CS 6241: Numerics for Data Science
Graph clustering and partitioning
From semi-supervised to unsupervised
In the last lecture, we discussed the use of graphs for semi-supervised learning tasks in which we are given labels on some nodes and want to find other nodes. In this lecture, we turn to the unsupervised task of interpreting the graph structure without the benefit of auxiliary data such as class labels. Specifically, we consider the closely related tasks of graph partitioning, graph clustering, graph embedding, and nonlinear manifold learning.
Graph bisection
We begin with a discussion of spectral graph partitioning. In the simplest setting, we are given an unweighted graph, and we want to bisect the graph: that is, we seek \(\mathcal{V}= \mathcal{V}^+ \cup \mathcal{V}^-\) disjoint with \(|\mathcal{V}^+| = |\mathcal{V}^-|\) so that there are as few edges as possible connecting \(\mathcal{V}^+\) to \(\mathcal{V}^-\). There are several reasons we might want to solve this problem:
For data analysis, we might want assign one of two class labels to every graph node based on a similarity measure encoded through the graph. However, we want to rule out the trivial solution where all nodes are assigned to the same class. In the semi-supervised problem from last class, we avoided this case with the help of labeled training examples. In the unsupervised setting, we use class size constraints toward the same end.
As we saw at the end of last lecture, in nested dissection ordering methods for solving linear systems, we want to recursively find small vertex separators that partition the graph into roughly equal size pieces. Of course, we have posed the problem in terms of finding good edge separators for a graph, but some of the same ideas apply to both problems. Also, we can construct vertex separators from edge separators by taking an endpoint for each cut edge.
In static load balancing problems in parallel computing, we sometimes want to distribute work (represented by nodes) to two processors in an equitable way while ensuring that the interprocessor communication (represented by cut edges) is as small as possible.
In each of these cases, we may ultimately want more than two pieces, or we may want a more refined notion of the partition quality than the one we have considered. But this is a good starting point nonetheless.

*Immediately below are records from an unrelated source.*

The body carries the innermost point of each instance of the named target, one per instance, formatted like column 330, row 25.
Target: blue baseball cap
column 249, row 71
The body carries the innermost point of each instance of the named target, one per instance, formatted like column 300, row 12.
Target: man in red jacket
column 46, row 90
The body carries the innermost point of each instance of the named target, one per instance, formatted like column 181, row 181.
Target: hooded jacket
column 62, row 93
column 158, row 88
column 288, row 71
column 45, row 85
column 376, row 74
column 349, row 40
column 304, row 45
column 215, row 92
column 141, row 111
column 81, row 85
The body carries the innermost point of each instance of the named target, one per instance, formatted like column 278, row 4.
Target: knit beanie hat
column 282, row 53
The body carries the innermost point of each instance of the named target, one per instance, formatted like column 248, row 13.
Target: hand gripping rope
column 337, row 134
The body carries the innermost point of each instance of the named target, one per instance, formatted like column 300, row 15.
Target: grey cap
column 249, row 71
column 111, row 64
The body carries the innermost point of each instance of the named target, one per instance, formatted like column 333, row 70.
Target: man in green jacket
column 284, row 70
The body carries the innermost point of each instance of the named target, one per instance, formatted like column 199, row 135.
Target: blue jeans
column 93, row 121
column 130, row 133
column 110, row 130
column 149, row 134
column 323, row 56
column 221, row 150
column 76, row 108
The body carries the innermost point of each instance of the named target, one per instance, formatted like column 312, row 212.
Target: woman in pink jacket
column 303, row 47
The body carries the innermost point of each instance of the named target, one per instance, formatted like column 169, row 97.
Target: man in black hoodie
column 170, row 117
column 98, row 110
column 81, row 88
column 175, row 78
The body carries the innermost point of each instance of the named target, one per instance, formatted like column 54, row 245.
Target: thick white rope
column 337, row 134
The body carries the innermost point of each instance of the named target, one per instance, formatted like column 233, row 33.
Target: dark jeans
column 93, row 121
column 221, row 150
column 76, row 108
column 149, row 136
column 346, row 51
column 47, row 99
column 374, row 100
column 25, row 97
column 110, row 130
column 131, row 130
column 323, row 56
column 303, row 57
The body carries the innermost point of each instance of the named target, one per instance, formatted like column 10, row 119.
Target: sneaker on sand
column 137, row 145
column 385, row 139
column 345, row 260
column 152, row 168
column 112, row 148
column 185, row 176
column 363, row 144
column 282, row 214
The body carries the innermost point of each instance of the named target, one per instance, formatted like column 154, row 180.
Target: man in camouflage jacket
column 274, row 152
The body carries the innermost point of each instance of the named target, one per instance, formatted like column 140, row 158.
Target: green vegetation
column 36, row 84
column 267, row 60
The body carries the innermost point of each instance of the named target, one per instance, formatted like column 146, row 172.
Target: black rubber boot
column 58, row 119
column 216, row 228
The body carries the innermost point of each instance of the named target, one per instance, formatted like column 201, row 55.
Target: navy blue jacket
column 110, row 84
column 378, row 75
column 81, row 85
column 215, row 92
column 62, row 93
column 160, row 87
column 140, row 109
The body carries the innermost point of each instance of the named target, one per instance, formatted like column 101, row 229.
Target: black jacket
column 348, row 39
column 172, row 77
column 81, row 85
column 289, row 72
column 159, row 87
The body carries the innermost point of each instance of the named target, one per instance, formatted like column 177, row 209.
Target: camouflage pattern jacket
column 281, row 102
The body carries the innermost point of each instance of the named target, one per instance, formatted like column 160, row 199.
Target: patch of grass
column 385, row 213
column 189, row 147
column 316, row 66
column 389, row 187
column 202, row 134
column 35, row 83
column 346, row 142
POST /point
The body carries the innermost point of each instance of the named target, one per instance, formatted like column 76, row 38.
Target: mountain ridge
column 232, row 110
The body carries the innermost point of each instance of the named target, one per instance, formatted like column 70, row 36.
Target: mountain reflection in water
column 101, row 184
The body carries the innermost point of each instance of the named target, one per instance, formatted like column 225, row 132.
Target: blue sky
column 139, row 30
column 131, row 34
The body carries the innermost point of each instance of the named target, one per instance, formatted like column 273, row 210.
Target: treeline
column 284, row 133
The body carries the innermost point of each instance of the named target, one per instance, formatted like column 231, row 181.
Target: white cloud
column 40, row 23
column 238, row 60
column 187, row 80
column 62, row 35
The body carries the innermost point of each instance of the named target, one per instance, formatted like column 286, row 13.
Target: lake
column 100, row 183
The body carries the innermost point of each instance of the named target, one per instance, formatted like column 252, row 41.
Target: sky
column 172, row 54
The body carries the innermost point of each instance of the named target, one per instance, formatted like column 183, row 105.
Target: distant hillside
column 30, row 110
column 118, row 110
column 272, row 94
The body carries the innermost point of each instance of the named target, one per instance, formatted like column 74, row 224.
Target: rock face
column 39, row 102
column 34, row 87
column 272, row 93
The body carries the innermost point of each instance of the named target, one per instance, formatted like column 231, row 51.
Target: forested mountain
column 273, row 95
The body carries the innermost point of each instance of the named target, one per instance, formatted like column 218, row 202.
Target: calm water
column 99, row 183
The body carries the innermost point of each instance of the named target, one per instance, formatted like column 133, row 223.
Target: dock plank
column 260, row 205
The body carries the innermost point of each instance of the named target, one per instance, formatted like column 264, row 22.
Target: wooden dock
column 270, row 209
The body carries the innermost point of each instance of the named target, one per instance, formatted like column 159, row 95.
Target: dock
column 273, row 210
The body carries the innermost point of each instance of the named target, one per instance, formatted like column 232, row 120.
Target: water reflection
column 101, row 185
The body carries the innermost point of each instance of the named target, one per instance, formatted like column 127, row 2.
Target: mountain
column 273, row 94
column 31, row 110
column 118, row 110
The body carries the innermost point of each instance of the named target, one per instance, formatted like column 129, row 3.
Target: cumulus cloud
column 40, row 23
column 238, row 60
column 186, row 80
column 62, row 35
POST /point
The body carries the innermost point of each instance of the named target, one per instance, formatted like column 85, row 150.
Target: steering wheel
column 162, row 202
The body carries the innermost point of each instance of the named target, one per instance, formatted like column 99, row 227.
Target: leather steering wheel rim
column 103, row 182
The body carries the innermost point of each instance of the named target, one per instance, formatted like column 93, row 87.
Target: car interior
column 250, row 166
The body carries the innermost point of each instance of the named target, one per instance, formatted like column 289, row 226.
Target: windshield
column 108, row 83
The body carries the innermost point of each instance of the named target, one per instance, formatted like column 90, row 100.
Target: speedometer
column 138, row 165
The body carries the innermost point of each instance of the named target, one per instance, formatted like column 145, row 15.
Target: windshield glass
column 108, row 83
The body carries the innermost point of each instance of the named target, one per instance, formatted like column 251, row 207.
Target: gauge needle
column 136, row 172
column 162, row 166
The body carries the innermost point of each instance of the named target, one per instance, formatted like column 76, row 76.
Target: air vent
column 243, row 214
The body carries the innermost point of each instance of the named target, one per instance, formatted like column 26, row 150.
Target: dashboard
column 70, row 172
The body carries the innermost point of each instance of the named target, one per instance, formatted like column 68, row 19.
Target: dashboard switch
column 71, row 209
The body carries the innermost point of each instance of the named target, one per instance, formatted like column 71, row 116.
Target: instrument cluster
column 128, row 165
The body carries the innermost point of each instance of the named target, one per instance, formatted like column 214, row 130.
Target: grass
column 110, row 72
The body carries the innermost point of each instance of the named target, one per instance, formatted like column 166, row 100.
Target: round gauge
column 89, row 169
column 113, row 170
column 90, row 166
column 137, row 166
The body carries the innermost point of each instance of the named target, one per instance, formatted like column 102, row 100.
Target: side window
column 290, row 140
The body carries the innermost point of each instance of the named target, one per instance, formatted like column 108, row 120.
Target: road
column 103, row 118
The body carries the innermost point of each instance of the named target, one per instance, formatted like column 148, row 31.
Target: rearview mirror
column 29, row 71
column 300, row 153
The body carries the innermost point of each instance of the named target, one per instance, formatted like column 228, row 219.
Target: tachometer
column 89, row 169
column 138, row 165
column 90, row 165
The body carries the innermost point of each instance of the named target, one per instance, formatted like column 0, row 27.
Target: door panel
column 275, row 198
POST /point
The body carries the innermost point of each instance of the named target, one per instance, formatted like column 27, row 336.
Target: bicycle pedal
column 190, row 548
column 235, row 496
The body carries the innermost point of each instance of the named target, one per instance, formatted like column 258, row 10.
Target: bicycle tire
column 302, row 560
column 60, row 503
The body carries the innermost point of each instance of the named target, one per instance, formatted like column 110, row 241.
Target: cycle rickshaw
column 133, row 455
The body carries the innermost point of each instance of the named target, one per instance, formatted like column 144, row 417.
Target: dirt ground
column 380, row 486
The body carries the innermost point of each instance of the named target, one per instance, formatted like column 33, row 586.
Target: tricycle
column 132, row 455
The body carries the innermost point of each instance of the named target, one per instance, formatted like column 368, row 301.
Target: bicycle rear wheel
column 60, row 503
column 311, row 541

We can encode the basic problem in matrix terms via the graph Laplacian. Let \(x = \{ \pm 1 \}^n\) be an indicator for a partitioning; then \[\begin{aligned} e^T x &= \sum_i x_i &&= |\mathcal{V}^+|-|\mathcal{V}^-|, \\ x^T L x &= \sum_{(i,j) \in \mathcal{E}} (x_i-x_j)^2 &&= 4 \times (\mbox{edges between } \mathcal{V}^+ \mbox{ and } \mathcal{V}^-), \end{aligned}\] and the basic graph bisection problem is \[\mbox{minimize} \frac{1}{4} x^T L x \mbox{ over } x \in \{\pm 1\}^n \mbox{ s.t.~} e^T x = 0.\] This is a classic NP-hard problem, but there is an easy relaxation where we replace the constraint \(x \in \{ \pm 1 \}^n\) with \(x \in \mathbb{R}^n\) such that \(\|x\|_2^2 = n\). In this case, we have a quadratically constrained quadratic program for \(x\); and as we have seen, such optimization problems can often be rewritten in terms of eigenvalue problems. Of course, in addition to the quadratic constraint \(\|x\|_2^2 = n\), we have the linear constraint \(e^T x = 0\). If we recognize that \(Le = 0\), we can see this as the standard optimization formulation for (one quarter) the second-smallest eigenvalue1 of the graph Laplacian and associated eigenvector \(x\) of the graph Laplacian, with a particular normalization for \(x\). This vector is sometimes called the Fiedler vector.
The basic strategy for spectral graph partitioning then is:
Approximately compute the Fiedler vector \(x\) using the Lanczos iteration, which requires only matrix-vector products with \(L\).
Partition based on the signs of the elements of \(x\).
(Optionally) refine with a local algorithm such as Kernighan-Lin.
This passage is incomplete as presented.